Tuesday, October 27, 2009

Travel in Liechtenstein: Variation of Shortest Path Problem

depiction file: liech sample.dpn
excel file: liech sample2.xlsx


This time, for our example, we would set an imaginary trip to one city in Liechtenstein.  Suppose we are planning to leave the hotel in the morning, go to an architecture object, and then lunch at a restaurant.  There are several other places that we want to visit, but it was so hot that my goal in life is to make sure I get enough fun while traveling on the shortest walking distance ever. Therefore, we can formulate this to be somewhat similar to the shortest path problem.  



Part I: Preparing the Raw Data

First, an imaginary route and attraction is set on the city using Depiction, properly labelled.





Then, as usual, we draw arcs using the road network.





Then the road network is exported to GML format, which then is used as a raw data on Excel.





GML is a variation of XML, which means that Excel can open it.  Then, using =LEFT and RIGHT function, we have prepared data that is ready to use.



Part II: Modeling in Excel



The idea behind the shortest path problem is to let Excel solver decide which routes to take while meeting the constrains, that is, the Net Flow equal to 0.  Flow is calculated by making sure that every ending point leads to another starting point.  The easiest way to do so is to use =SUMIF.  


In my example, I put all the available nodes on J4 to J12.   Next to it, I calculate the flow: using SUMIF, I calculate how many routes leads to (J4) nodes, and whether there are equal number of  routes leaving from (J4) nodes. 


Last, I add the said constrains, that is the minimum fun point in order to be qualified.  Then the goal is set to minimize the walking distance.  




Set the solver's constrains, check on "Assume Linear Model" and "No Negative" in the Options, and the problem is solved.  If you want to try it out or play around with it, I attach the excel and depiction files at the beginning of the page.


Hope this helps.




Sunday, October 25, 2009

First Tutorial: Shortest Distance Network on Excel

Suppose I am a warehouse manager that are tasked to collect casks of wine from the local vineyards.  I have one truck, and this truck will go around to the vineyards and back.  I want to find the shortest route and the shortest distance for my truck.


The very first thing you want to do is to get the raw data.  As mentioned from my previous post, I use Depiction for that.  Now that we have the raw data, it is time to set up what we need for the linear programming.  For this problem, we will use a shortest distance problem.

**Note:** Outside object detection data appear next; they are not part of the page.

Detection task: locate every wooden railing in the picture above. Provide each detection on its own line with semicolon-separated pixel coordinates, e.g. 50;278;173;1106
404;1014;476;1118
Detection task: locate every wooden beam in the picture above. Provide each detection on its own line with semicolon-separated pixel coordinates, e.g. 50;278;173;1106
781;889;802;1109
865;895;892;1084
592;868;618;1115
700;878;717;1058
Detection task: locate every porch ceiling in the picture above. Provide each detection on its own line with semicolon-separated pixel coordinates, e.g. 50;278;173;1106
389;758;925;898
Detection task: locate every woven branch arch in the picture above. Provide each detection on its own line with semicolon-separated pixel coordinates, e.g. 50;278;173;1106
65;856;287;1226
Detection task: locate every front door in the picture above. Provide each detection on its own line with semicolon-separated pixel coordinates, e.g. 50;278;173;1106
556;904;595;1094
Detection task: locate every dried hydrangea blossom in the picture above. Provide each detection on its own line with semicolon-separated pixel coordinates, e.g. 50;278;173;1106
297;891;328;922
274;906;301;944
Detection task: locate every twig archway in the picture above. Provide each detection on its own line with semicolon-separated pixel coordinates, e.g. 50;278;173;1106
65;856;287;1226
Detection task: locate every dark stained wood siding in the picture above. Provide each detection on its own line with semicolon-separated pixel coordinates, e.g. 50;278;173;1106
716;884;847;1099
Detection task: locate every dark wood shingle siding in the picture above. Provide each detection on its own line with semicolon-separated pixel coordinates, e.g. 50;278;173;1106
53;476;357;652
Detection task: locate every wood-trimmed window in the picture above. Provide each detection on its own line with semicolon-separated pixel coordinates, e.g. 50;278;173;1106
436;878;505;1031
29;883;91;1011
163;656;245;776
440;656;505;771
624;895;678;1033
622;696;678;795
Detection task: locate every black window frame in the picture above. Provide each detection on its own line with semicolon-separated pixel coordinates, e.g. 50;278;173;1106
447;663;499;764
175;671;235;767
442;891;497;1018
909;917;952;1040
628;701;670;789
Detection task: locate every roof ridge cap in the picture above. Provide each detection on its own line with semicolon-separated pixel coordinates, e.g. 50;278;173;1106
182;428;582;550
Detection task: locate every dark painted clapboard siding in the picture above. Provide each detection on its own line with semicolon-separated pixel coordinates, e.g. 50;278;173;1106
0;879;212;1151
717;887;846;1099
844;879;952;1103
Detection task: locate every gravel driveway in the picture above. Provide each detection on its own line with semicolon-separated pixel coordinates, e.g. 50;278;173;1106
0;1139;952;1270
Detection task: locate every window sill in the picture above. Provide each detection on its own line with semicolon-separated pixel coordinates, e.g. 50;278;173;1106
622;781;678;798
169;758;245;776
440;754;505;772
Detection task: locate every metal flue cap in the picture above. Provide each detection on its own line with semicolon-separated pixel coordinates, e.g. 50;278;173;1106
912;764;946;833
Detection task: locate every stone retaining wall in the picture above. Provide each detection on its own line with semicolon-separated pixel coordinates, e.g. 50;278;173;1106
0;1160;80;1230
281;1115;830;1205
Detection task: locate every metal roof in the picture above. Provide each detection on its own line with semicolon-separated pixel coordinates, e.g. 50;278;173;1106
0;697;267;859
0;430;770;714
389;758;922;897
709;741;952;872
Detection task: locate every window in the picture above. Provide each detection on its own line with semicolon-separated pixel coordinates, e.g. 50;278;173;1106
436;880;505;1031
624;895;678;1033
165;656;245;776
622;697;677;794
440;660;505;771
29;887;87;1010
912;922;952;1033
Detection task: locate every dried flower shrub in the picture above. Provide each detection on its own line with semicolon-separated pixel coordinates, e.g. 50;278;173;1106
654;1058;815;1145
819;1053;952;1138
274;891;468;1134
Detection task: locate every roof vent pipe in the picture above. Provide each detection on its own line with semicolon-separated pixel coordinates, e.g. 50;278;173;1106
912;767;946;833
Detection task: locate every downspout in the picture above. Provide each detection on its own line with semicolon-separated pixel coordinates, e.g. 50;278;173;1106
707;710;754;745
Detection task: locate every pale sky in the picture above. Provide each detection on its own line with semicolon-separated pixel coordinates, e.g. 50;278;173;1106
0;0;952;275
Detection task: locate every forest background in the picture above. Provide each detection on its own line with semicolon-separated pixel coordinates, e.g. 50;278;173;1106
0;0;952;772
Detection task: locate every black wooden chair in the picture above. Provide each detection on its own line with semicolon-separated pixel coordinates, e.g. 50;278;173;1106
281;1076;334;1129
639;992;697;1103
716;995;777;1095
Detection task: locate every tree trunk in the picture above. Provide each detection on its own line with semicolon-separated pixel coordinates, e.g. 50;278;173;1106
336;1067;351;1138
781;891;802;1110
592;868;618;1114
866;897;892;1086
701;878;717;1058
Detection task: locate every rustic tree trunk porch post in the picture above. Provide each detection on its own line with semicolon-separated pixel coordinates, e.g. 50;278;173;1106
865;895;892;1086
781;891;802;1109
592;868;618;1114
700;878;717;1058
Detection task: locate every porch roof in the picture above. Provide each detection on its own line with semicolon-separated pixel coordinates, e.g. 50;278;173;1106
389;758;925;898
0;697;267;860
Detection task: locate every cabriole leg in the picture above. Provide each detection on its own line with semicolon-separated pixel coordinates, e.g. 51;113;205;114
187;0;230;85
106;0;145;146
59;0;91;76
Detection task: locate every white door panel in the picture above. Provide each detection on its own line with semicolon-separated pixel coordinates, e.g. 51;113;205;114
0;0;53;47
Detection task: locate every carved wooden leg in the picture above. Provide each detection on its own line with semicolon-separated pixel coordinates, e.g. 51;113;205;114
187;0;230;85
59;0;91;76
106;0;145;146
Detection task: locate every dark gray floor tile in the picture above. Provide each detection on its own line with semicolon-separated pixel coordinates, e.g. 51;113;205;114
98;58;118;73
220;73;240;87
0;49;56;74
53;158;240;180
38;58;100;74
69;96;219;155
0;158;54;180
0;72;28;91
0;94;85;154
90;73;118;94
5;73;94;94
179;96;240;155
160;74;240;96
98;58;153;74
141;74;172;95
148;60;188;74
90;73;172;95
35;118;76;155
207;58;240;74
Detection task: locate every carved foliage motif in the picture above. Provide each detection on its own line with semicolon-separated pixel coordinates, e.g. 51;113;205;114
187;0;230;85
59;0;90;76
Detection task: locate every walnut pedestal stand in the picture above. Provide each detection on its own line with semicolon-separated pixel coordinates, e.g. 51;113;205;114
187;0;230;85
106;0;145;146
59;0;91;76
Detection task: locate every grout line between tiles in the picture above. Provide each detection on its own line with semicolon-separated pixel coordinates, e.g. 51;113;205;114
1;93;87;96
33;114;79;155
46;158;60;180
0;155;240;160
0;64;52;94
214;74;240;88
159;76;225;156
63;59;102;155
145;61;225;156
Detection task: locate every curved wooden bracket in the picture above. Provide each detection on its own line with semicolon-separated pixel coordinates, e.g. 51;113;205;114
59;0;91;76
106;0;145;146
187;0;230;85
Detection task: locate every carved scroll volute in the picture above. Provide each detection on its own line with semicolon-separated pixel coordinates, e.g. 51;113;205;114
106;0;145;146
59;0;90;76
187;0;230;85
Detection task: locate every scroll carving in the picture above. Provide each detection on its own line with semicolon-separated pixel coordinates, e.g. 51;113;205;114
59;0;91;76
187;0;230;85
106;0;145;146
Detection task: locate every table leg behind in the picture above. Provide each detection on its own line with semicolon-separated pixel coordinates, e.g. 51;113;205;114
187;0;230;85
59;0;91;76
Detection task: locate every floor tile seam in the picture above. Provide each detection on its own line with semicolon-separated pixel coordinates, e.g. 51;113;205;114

A linear programming consists of:


  • Goal:  In this case, it will be the distance traveled, and the goal is to minimize it
  • Variables: The one that will be changed in order to achieve the most optimum goal
  • Constrains: The limitation / constrains that defines the network




So let’s begin.  The data that we need are:


  • Starting Location (Starting node)
  • Ending Location (Ending node)
  • Length of the Arc (distance between the two points)



example 1: Start, Stop, and Arc length


Then you may add a few paths that are not written before if you like.  For example, I draw only one path from point 2 to 3 whereas it is possible to go from point 3 to 2 too.  I add them in this stage.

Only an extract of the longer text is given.